FDA Grants Orphan Drug Designation to Novel KIT Inhibitor for Advanced GIST

The FDA has granted orphan drug designation to the small molecule oral pan-variant KIT inhibitor, THE-630, for the treatment of patients with advanced gastrointestinal stromal tumors (GIST), according to a press release by Theseus Pharmaceuticals, Inc.¹

The currently FDA approved treatments for advanced GIST include imatinib (Gleevec) in the frontline setting, sunitinib (Sutent) in the second line, regorafenib (Stivarga) in the third line, and ripretinib (Qinlock) in the fourth line. The objective response rates (ORRs) for the FDA-approved agents range from 9% to 51.4%, according to a presentation given during the American Association for Cancer Research Annual Meeting 2021. The median progression-free survival (PFS) observed with these agents ranges from 4.5 months to 18.9 months.²

However, an unmet need in the treatment of GIST remains for a fifth-line option, as well as better options for earlier lines of treatment. Considering that about 80% of relapse cases are driven by secondary resistance mutations in KIT, a KIT inhibitor like THE-630 in the treatment landscape is warranted.
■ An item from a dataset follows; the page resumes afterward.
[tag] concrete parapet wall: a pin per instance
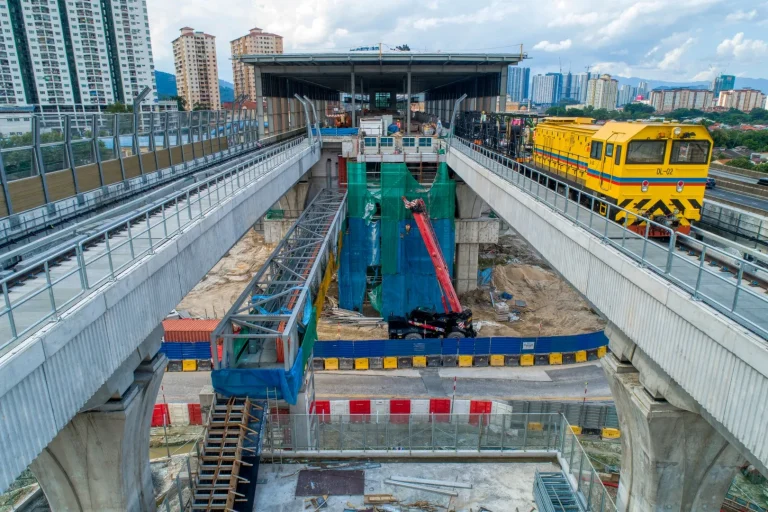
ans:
(53, 373)
(720, 364)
"We are pleased to have received [orphan drug designation] for THE-630 so quickly after the initiation of the first-in-human trial. This designation from the FDA emphasizes the need to bring better therapeutic options to patients with advanced GIST," said David Kerstein, MD, chief medical officer, Theseus, in a press release. "For patients living with GIST, progression through standard lines of therapy is often associated with the emergence of resistance mutations in KIT. We look forward to evaluating the clinical potential of THE-630 to inhibit these resistance mutations in patients who've exhausted available therapies and when used in earlier lines of therapy."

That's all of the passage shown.